Community Research and Development Information Service - CORDIS

Traditional water conservation comeback

An in-depth look at water conservation around the Mediterranean basin in recent times and throughout history could inspire more modern water conservation methods today.
Traditional water conservation comeback
There are many modern advances that have helped us save precious water in previous decades, but sometimes the answer lies in the wisdom of traditional practices and time-tested philosophies. The EU-funded project 'Traditional water techniques: Cultural heritage for a sustainable future' (Shaduf) looked at classical Mediterranean practices for saving water. Through archaeological and historical records, as well as through current practices, the project documented different techniques and indigenous methods for saving water, reusing wastewater and irrigating land more effectively.

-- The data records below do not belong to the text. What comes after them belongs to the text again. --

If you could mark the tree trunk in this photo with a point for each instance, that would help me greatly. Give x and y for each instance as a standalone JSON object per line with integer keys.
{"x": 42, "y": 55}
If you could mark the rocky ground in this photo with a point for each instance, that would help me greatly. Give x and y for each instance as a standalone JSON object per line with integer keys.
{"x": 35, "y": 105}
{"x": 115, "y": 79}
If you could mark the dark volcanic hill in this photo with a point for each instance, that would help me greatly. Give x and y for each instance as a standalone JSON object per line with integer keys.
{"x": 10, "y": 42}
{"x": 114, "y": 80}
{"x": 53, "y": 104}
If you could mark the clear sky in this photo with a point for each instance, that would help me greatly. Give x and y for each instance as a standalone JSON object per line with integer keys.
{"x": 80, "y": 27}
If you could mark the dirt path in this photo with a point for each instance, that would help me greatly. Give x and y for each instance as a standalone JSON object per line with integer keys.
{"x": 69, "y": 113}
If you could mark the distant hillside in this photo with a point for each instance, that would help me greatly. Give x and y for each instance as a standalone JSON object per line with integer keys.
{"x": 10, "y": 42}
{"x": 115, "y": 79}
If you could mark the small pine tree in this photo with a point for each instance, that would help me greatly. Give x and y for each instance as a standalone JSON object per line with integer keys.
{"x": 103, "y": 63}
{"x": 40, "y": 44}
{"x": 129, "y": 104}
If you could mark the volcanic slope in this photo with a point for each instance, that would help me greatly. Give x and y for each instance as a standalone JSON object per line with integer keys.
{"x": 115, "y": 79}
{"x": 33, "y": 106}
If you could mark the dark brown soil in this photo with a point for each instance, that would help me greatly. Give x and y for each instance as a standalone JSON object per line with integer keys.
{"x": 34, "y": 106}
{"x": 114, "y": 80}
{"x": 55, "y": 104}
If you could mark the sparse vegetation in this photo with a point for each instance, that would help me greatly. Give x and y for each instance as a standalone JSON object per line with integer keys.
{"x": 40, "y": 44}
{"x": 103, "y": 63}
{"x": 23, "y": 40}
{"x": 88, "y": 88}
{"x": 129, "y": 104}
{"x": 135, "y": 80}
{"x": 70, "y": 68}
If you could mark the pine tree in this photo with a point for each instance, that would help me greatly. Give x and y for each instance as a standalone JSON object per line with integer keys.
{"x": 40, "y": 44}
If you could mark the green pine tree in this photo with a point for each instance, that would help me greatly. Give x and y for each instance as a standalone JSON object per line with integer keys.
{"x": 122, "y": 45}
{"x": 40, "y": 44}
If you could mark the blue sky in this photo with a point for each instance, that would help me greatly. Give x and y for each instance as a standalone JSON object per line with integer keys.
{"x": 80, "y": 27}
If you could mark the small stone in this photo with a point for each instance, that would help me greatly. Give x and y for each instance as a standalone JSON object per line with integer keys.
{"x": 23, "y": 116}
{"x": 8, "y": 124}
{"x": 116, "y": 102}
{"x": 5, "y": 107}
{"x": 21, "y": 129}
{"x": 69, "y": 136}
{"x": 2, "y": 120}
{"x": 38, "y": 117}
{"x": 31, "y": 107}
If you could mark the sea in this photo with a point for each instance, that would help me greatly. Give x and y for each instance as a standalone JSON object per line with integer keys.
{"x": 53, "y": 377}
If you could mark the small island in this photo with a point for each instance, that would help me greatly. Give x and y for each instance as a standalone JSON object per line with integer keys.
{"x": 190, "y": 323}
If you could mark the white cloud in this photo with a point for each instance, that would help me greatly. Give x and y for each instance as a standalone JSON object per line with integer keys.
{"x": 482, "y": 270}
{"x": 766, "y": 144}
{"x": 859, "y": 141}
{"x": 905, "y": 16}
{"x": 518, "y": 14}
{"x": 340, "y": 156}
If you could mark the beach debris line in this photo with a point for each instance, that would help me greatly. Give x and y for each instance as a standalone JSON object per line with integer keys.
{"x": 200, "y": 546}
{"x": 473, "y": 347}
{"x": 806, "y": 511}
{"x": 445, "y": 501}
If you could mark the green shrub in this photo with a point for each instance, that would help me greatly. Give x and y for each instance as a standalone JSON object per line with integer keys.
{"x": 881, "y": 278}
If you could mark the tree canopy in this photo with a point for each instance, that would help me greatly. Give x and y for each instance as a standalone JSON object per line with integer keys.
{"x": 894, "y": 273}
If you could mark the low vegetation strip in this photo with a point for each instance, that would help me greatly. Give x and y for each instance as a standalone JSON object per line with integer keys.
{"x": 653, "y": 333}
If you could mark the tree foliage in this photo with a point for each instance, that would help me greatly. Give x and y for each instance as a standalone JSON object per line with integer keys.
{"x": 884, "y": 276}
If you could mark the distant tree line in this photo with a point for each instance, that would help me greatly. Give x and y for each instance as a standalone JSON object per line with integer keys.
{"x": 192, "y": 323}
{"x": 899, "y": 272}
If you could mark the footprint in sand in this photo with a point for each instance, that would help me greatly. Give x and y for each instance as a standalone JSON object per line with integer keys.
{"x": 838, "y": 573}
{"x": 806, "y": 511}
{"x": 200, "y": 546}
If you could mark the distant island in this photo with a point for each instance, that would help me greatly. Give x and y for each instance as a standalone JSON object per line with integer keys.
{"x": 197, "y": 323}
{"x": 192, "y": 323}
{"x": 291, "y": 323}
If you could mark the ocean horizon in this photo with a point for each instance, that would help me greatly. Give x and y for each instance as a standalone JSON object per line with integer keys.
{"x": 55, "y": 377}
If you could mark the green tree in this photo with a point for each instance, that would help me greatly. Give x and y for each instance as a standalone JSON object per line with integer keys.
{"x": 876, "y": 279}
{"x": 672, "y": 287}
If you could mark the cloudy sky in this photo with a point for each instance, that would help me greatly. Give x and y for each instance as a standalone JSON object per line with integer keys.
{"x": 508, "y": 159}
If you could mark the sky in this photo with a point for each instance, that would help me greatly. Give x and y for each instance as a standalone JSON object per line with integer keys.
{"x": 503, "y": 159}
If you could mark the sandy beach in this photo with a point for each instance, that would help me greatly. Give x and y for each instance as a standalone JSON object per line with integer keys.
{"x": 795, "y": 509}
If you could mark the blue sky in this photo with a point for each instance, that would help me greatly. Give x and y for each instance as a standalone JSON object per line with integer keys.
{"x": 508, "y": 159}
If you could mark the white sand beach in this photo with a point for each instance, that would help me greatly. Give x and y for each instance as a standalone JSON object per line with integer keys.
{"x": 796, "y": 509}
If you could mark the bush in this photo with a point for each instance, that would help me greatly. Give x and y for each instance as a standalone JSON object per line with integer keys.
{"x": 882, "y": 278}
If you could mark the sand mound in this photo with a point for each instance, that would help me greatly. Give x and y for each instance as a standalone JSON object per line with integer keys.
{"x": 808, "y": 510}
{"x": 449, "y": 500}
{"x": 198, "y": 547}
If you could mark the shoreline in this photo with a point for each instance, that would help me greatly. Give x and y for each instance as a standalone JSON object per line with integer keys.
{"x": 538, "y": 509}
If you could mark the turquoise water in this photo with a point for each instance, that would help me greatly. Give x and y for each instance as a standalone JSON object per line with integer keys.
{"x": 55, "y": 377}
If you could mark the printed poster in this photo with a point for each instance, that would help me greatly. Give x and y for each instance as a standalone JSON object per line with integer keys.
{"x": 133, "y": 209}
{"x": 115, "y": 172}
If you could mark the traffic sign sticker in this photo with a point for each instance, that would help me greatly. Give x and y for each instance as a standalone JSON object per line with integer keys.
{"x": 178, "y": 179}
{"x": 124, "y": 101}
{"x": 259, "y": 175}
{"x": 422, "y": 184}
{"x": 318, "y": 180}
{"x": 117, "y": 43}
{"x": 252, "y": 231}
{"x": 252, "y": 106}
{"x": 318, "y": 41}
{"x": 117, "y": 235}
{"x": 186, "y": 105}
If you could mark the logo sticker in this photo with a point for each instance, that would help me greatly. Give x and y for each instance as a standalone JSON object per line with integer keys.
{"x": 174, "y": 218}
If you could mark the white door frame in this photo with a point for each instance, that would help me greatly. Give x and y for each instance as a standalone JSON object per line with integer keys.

Shaduf's ultimate goal was to improve water management and develop sustainable practices in the sector, in addition to raising awareness on water and wastewater issues in society through traditional knowledge. To achieve its objectives the project built a database on all concerned practices and outlined water catchment techniques in the region. Most importantly, it developed conservation and restoration strategies to revive these techniques and sustain or reintroduce their benefits.

This effort and other long-term actions that were proposed during the project have brought the Mediterranean region and its water-scarce areas one step closer to more available water. The techniques, databases and future initiatives may improve the livelihoods of numerous communities.